Overcoming institutional sclerosis

The disenchantment we see with western governments, the European Union, and some United Nations bodies is almost inevitable. But it's not particular to government bodies; it is a feature of almost any large institution, be it a trade union, church, university, or political party. It's also a feature of the largest private-sector corporations: those whose survival doesn't depend on customers buying the products in something more competitive than a monopolistic or oligopolistic market. These are the large corporations that can manipulate or subvert the policy environment to their ends at the expense of consumers. Institutional sclerosis can also afflict the military, where it remains untested. So I'd expand a bit on this quote from Thomas Sowell;
The most fundamental fact about the ideas of the political left is that they do not work. Therefore we should not be surprised to find the left concentrated in institutions where ideas do not have to work in order to survive. Thomas Sowell, 'The Survival of the Left', in The Thomas Sowell Reader, 2011
Big businesses that are close to government, lobbyists for farmers (for example), right-wing political parties, and other bodies not linked to the political left are subject to exactly the same sclerosis that Mr Sowell describes. It's not about 'left' or 'right'; it's about being responsive to changing circumstances. Many big organizations, not just those on the left, are institutions 'where ideas do not have to work to survive'. The long-term result of this is alienation from ordinary people and a culture of insiders against outsiders. And the result of that is something we are seeing now: a disenchantment with conventional politics and a willingness to embrace anything that promises radical change. This could turn out to be positive; it could also be calamitous.
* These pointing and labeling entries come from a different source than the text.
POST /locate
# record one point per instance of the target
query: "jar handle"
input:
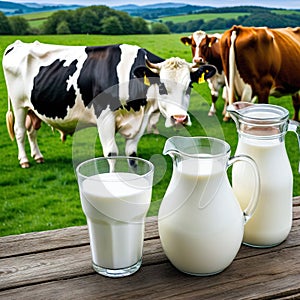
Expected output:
(250, 209)
(294, 126)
Which is why I have suggested we think about policy not in terms of institutions, with their limited capacity to think in the very long term or to prioritize, when it comes to the crunch, anything other than their own survival. I suggest that we encourage instead the creation of new types of organization whose funding, composition, structure and activities are entirely a function of how well they achieve society's goals. This would happen under a Social Policy Bonds. As well as channelling society's scarce resources with optimal efficiency, a bond regime would, by rewarding people for achieving society's goals, close the gap between policymakers and the people they are supposed to represent.